BをDに貼ったら、まだちゃんと接着しない内に、Bの筒の中に工作用紙を二重に巻いた透明容器を押し込んで、
歪みを補正して正確な円筒形にする。位置が決まったら、はみ出したボンドを竹べらで撫で付けて、接着を強化する。
透明容器を外して中にはみ出したボンドも竹べらで撫で付ける。この作業でボンドの乾きも促進する。
3. のぞき窓側の作成
もう1枚の工作用紙Dを裏返しにして置いて、その上に小さい方のプラ円盤を載せて、鉛筆で縁をなぞって円を描く。
机にカッター台を敷いて(忘れやすいので要注意! )、その上に載せてコンパスカッターで直径3.5cmの円を開ける。
この直径3.5cmの穴がのぞき窓になる。
そこに回折格子フィルムを木工ボンドで貼る。
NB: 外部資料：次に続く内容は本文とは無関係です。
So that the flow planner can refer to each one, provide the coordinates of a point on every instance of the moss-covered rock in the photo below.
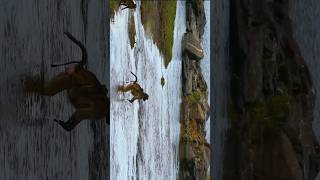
(158, 21)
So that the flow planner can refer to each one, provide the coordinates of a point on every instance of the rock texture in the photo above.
(32, 146)
(272, 105)
(194, 155)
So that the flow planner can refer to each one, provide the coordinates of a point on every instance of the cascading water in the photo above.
(144, 136)
(205, 62)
方法は、回折格子フィルムを載せた状態で、フィルムの角をめくり上げ、
と言うよりフィルムの曲がりで勝手にめくれるように置くのが良いが、隙間にボンドを少量出して工作用紙と接着する。
ここでフィルムは4角だけ接着すれば良く、フィルムの窓部分にボンドが付かないようにすることが肝心。
ボンドが多すぎると良くないのはここでも同様。大多数の子どもが全工程で、ボンド過多で接着に苦労する傾向にある。
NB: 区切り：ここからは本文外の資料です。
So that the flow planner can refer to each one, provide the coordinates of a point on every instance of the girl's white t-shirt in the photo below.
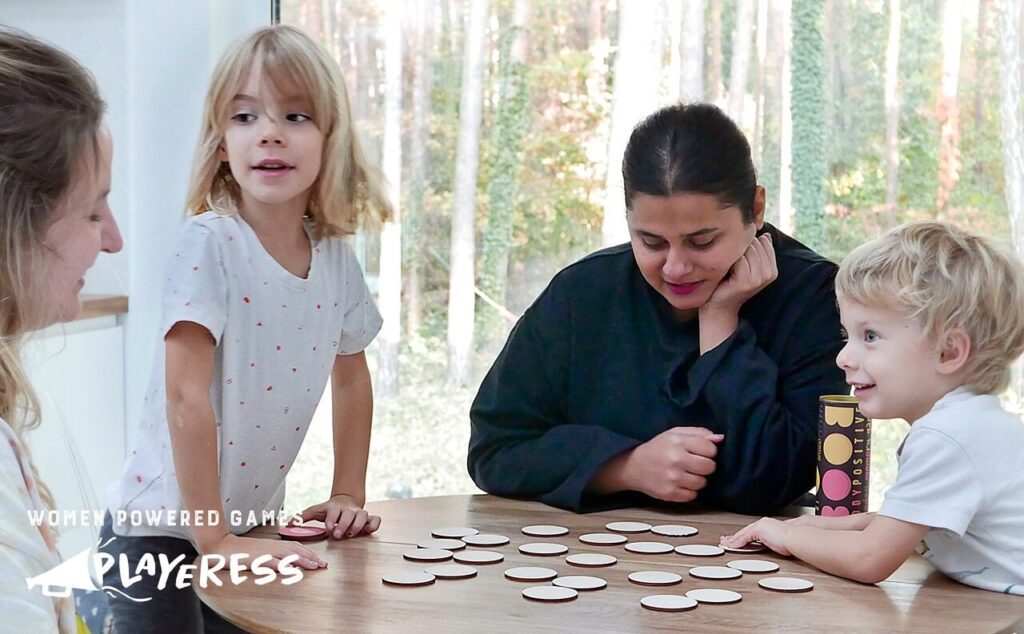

フィルムを貼ったDに、工作用紙Aの筒を貼りつける。手順はBの時(2.)と同様。
(注意) 注意すべき点は、Aの向きである。AもBも工作用紙の継ぎ目があって、それが段差になって引っかかる原因だ。
すると完成後にその箇所だけ巧く回転しない。引っかからないようにするには2つの段差を上図のように合わせたい。
それには今置いてある状態で見た時に、継ぎ目の重なり方をAと同じようにする。頭の中で動かして見るのが苦手なら、
ボンドをつける前にまず置いてみて、Aと比べてみると良い。
Aを貼ったらひっくり返し、のぞき窓を囲むように工作用紙Cの円筒を貼りつける。Cは正確な円筒でなくても大丈夫だが、
フィルム部分にボンドが付かないように気をつける (この失敗が割と多い! )。
4. 合体、完成
「2.明かり取り側」を下向きに置いてその上に、22cm四方程度(大雑把でOK)のラップを被せ、上から「3.のぞき窓側」を、
ラップごと押し込む。この工程ではラップがくしゃくしゃになってしまい易いので、補助者がラップを広げてあげるのが良い。
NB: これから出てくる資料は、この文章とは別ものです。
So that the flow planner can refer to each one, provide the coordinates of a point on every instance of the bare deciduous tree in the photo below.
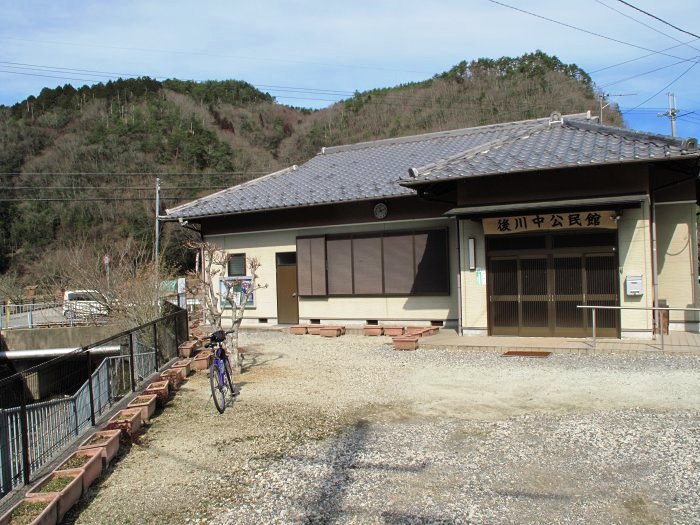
(237, 292)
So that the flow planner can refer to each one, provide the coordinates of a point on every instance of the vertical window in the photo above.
(236, 265)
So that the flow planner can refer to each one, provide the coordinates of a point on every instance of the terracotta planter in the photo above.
(174, 379)
(203, 360)
(185, 364)
(146, 403)
(187, 348)
(161, 389)
(47, 516)
(393, 331)
(314, 329)
(67, 496)
(107, 441)
(92, 468)
(127, 420)
(331, 331)
(298, 329)
(372, 330)
(408, 342)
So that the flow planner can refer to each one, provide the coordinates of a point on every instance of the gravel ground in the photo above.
(348, 430)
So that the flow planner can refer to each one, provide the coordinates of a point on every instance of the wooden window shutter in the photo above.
(399, 269)
(432, 266)
(367, 265)
(311, 265)
(339, 260)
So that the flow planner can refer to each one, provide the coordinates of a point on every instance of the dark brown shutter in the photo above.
(318, 266)
(304, 266)
(367, 265)
(339, 260)
(398, 264)
(432, 268)
(311, 265)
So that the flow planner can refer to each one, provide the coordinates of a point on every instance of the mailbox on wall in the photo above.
(633, 285)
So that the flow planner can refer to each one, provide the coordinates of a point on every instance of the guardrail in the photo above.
(654, 309)
(32, 434)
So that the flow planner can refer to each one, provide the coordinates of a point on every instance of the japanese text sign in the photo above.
(580, 220)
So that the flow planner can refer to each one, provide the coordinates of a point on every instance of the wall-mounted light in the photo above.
(471, 245)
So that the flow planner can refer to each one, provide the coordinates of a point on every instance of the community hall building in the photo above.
(505, 229)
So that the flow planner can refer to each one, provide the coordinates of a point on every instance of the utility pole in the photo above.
(157, 241)
(671, 113)
(604, 96)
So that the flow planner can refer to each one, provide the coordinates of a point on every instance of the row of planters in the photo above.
(403, 337)
(47, 502)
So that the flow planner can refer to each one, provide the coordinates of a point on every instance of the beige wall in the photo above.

(このラップは木工ボンドが乾くまで、余計な箇所が接着しないためのもの。乾いたら外してもOK)
完成すると子どもは大喜びで、側面の円筒部分を掴んで勢いよく走り出したりするが、この持ち方は壊してしまう原因だ。
大概の子どもは持ち方を注意してあげても、一瞬で忘れて元に戻ってしまうから難しいけれど。
まだボンドが生乾きで側面から力を加えるとズレてしまう場合があるので、工作用紙Dのはみ出した角をつまむのが良い。
更に上になっている方(普通は接眼側)だけつまみ上げると、下が抜け落ちてしまう。… すると子どもは慌てて元に戻す。
従って下の方の工作用紙Dの角を持ち上げて、下に手を入れて下から支える。これが最善だ。
操作・観察の方法
観察するには散乱光を取り込みたい。眼前に星空が広がるには、光が様々な角度から入ってきている必要があるからだ。
ところが通常の光源は光の発生箇所が決まっていて、例えば蛍光灯の光だけがいろいろな角度から来ることはまずない。
そこで分光器の直前にディフューザーをかざす。ディフューザーは白いレジ袋で充分だ。
観察方法を近くにいた学生に実演して貰った(左上写真)。何ならこのレジ袋は分光器に貼りつけてしまっても構わない。
ところで星や花の形が見えるのは至近距離なので、焦点が合いにくい。特に近眼の人を除いて、くっきり見えるためには、
ルーペや老眼鏡を使うと良い。ルーペや老眼鏡は100均などの安物で充分だが、レンズの度は
強い方が良い人が多いだろう (その人の目の近視/遠視度合によって違ってくるので、それぞれ試すしかない)。
さて夜空の星を動き回らせるには、分光器を前後別々に回す(右上写真)。のぞき窓側のみ回すと色付き星だけが回って、
明かり取り側のみ回すとポンチ穴の星(白くて強い光の星)も回るが、そこから出る色付き星の方向が不変だ(ここに動画)。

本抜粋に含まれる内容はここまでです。